I often wonder,
If it's because the people involved in this are usually afraid to discuss anything about themselves?
In all honesty, researchers in this "community" are harder on each other, than the general public, or scientists ever thought of being. While I do not enjoy the idea of discussing my life, I think many outside of this research have found me easier to talk to, simply because I have.
Is "Community" a good word?
To describe the collective group of those who have thrown their hats into the ring trying to solve the mystery of bigfoot??
I am not really sure to be honest. This collective group spends more time beating up on each other, and just being rude in general - than we act like a community.
Take my situation for example.
At the beginning of this year, my personal life was put under the "microscope" by a select group of individuals. I had many telling me I needed to respond, and respond publically. I had others, telling me to not respond and let it go away..
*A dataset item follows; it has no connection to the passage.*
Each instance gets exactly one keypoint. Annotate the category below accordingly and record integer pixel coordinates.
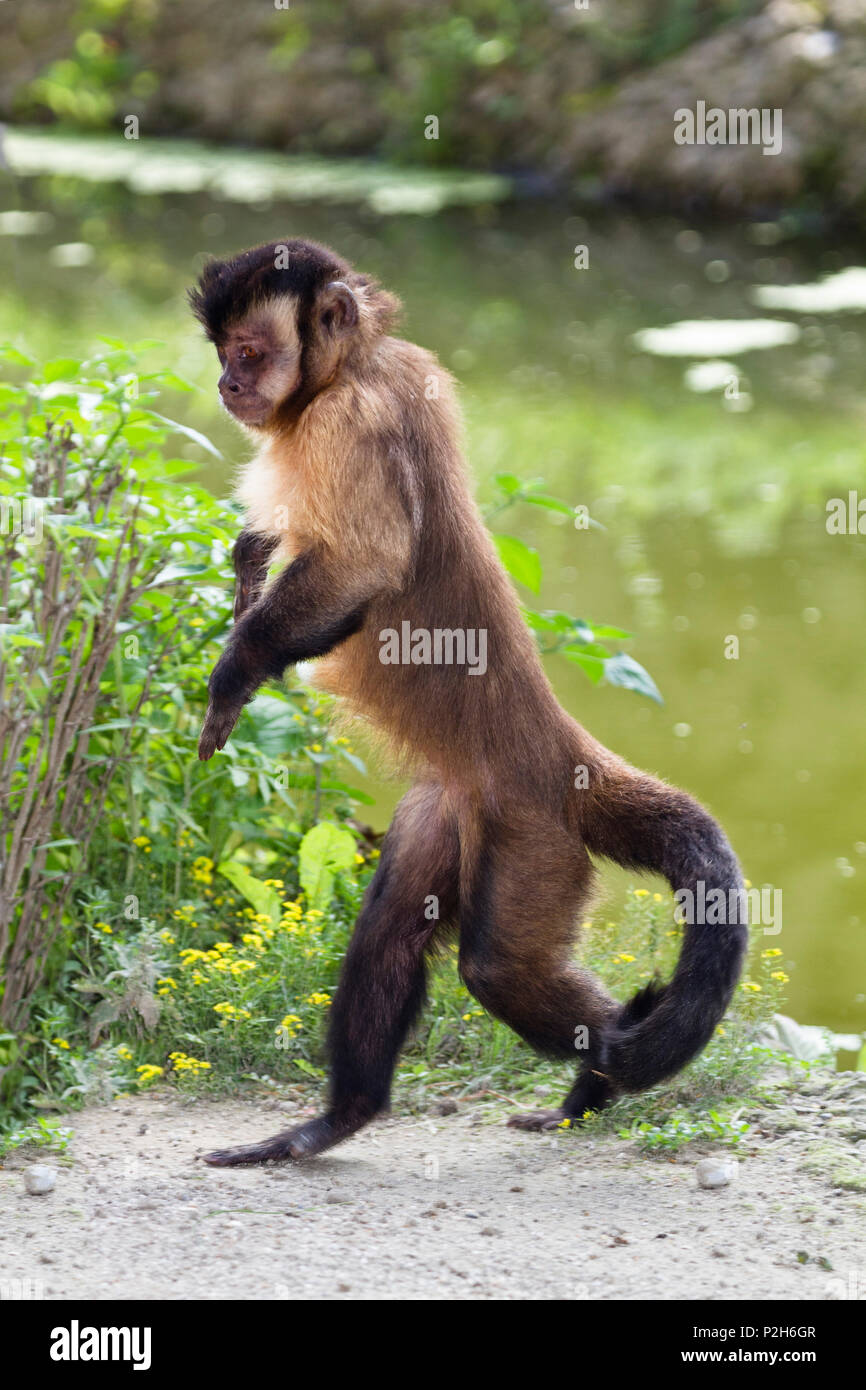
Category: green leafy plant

I did both. I responded publically, and then I simply took a break from it all.
The discussion of my personal life continued but, I simply started spending my time elsewhere. Elsewhere being any place other than the various message boards, other than my own. I was not being bashed by the "general public", I was being attacked, and attacked viciously by a few within this community. Why? Who knows the real reason for it all.. At this point, I simply do not care either.
I must be honest and tell you all, I do owe that "select group" a big Thank you!!
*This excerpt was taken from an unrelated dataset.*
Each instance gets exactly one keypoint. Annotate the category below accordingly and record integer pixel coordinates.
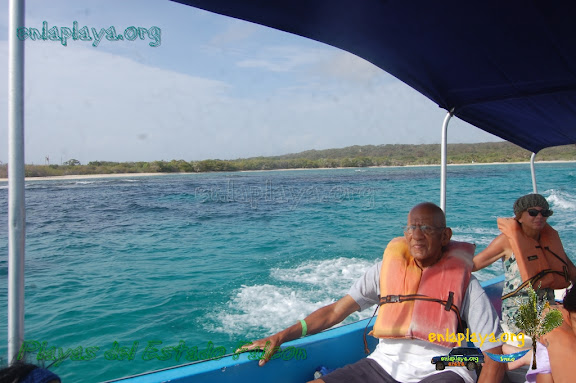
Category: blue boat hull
(331, 348)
Why you ask? Well, because while they were doing their level best to hurt me personally and professionally, I met someone who has changed my life, for the better.
That's right. While this group thought they had chased me away, I had simply been busy, having a life seperate from this research.
Sometimes we are suprised by those who enter our lives.
I became friends with a fellow researcher on a site I frequented often. We became friends, slowly. Yeah I was a bit reluctant to take on any "new friends". But, this person understood what I was going through, and was happy to simply be my friend. We talked for hours about everything bigfoot, and just life in general. He very quickly became someone I knew I could always confide in.. I even began looking forward to our conversations. It felt good to laugh, and even better knowing I could make someone else laugh.
These last few months have been very exciting for me, and exhausting all at the sametime. What's even better, the happiness I have felt because of this person, has far outweighed any hurt feelings I may have had otherwise.
Why am I telling you all this?
Because I have happy news. This woman (who has been focused like a snipers scope on the field of bigfoot research) is getting married!!!
This friend and fellow researcher named Wayne has asked me to be his wife, in August of this year, and I happily accepted. With Wayne I have the best of both worlds. I am madly in love with this man, he is my best friend and he is also as interested in the mystery of bigfoot.. So, I have it all!! I will be moving to the State of Ohio the day after the Texas Conference in October, and we will be husband and wife Sept 5th of 2010. My support of the TBRC will remain, although I will no longer be an active member of the group. I will however hold an Associate Membership. The TBRC has been like a second family to me, and I will always be an staunch supporter of the credible work being done by this group of dedicated individuals.
So, while my life has had its share of ups and downs this year,
I am just as happy to share the good news in my life. Maybe if there was more good news in this "community" and, people willing to talk about it, there would actually be something more correctly described as a "community".
Is this article important to the field of Bigfoot Research?
No. Not in the slightest.
I even have my reservations about telling people this news. I'm sure the group from earlier this year will say I am "self-promoting", or they will use this as yet one more way to try and hurt me publically. They still enjoy holding their grudge and using their positions of authority to try and hurt me on a personal level.
I'm discussing this,
Because my news goes a long way to proving, researchers of this mystery animal have normal lives, just like everyone else. Maybe if we were not so afraid of the people outside of this community, and less anxious to find what we don't like about each other,
Maybe we would come across as less "mysterious" to the general public, and appear less crazy.